There were several key points to watch out for procgen, which differ from the general RL implementations
- Xavier uniform initialization was used for conv layers rather than orthogonal initialization.
- Do not use observation normalization
- Gradient accumulation to handle large mini-batch size.
Training logs for starpilot
can be found on logs/procgen/starpilot
.
- python>=3.6
- torch 1.3
- procgen
- pyyaml
Use train.py
to train the agent in procgen environment. It has the following arguments:
--exp_name
: ID to designate your expriment.s--env_name
: Name of the Procgen environment.--start_level
: Start level for for environment.--num_levels
: Number of training levels for environment.--distribution_mode
: Mode of your environ--param_name
: Configurations name for your training. By default, the training loads hyperparameters fromconfig.yml/procgen/param_name
.--num_timesteps
: Number of total timesteps to train your agent.

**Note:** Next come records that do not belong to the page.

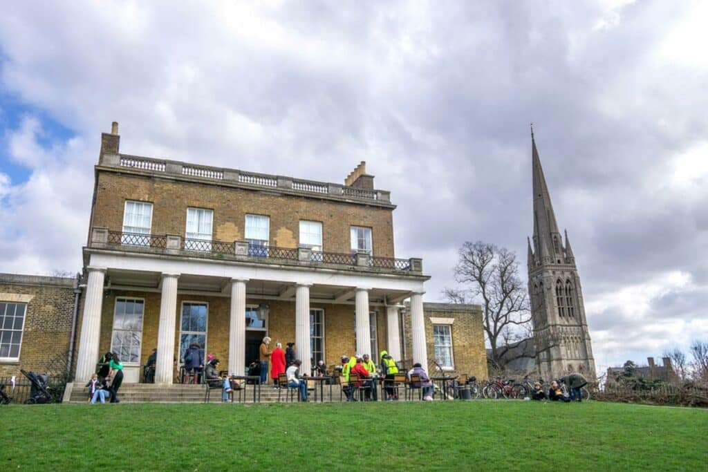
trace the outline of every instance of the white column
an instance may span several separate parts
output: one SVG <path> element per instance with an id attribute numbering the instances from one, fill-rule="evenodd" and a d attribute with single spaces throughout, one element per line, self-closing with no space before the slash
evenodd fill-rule
<path id="1" fill-rule="evenodd" d="M 155 383 L 171 384 L 174 378 L 175 320 L 177 318 L 177 279 L 179 274 L 162 275 L 160 321 L 157 328 Z"/>
<path id="2" fill-rule="evenodd" d="M 397 306 L 386 307 L 387 345 L 386 350 L 394 360 L 401 360 L 401 336 L 399 328 L 399 309 Z M 376 356 L 375 357 L 374 356 Z M 371 353 L 372 359 L 378 359 L 378 352 Z M 427 368 L 427 367 L 426 367 Z"/>
<path id="3" fill-rule="evenodd" d="M 105 269 L 88 267 L 86 299 L 84 300 L 84 320 L 81 337 L 76 356 L 74 380 L 86 382 L 96 372 L 98 360 L 98 339 L 101 335 L 101 311 L 103 304 L 103 279 Z"/>
<path id="4" fill-rule="evenodd" d="M 246 367 L 246 282 L 231 280 L 231 314 L 229 324 L 229 372 L 243 375 Z"/>
<path id="5" fill-rule="evenodd" d="M 411 331 L 413 335 L 413 362 L 428 368 L 428 348 L 426 345 L 426 322 L 423 316 L 423 294 L 411 295 Z"/>
<path id="6" fill-rule="evenodd" d="M 357 287 L 355 299 L 355 318 L 356 326 L 356 352 L 358 354 L 370 354 L 372 358 L 378 357 L 371 350 L 371 327 L 369 326 L 369 289 Z"/>
<path id="7" fill-rule="evenodd" d="M 302 361 L 300 374 L 309 375 L 310 357 L 309 284 L 298 284 L 295 289 L 295 350 Z"/>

After you start training your agent, log and parameters are automatically stored in logs/procgen/env-name/exp-name/
Sample efficiency on easy environments
python train.py --exp_name easy-run-all --env_name ENV_NAME --param_name easy --num_levels 0 --distribution_mode easy --num_timesteps 25000000
Sample efficiency on hard environments
python train.py --exp_name hard-run-all --env_name ENV_NAME --param_name hard --num_levels 0 --distribution_mode hard --num_timesteps 200000000
Generalization on easy environments
python train.py --exp_name easy-run-200 --env_name ENV_NAME --param_name easy-200 --num_levels 200 --distribution_mode easy --num_timesteps 25000000
Generalization on hard environments
python train.py --exp_name hard-run-500 --env_name ENV_NAME --param_name hard-500 --num_levels 500 --distribution_mode hard --num_timesteps 200000000
If your GPU device could handle larger memory than 5GB, increase the mini-batch size to facilitate the trianing.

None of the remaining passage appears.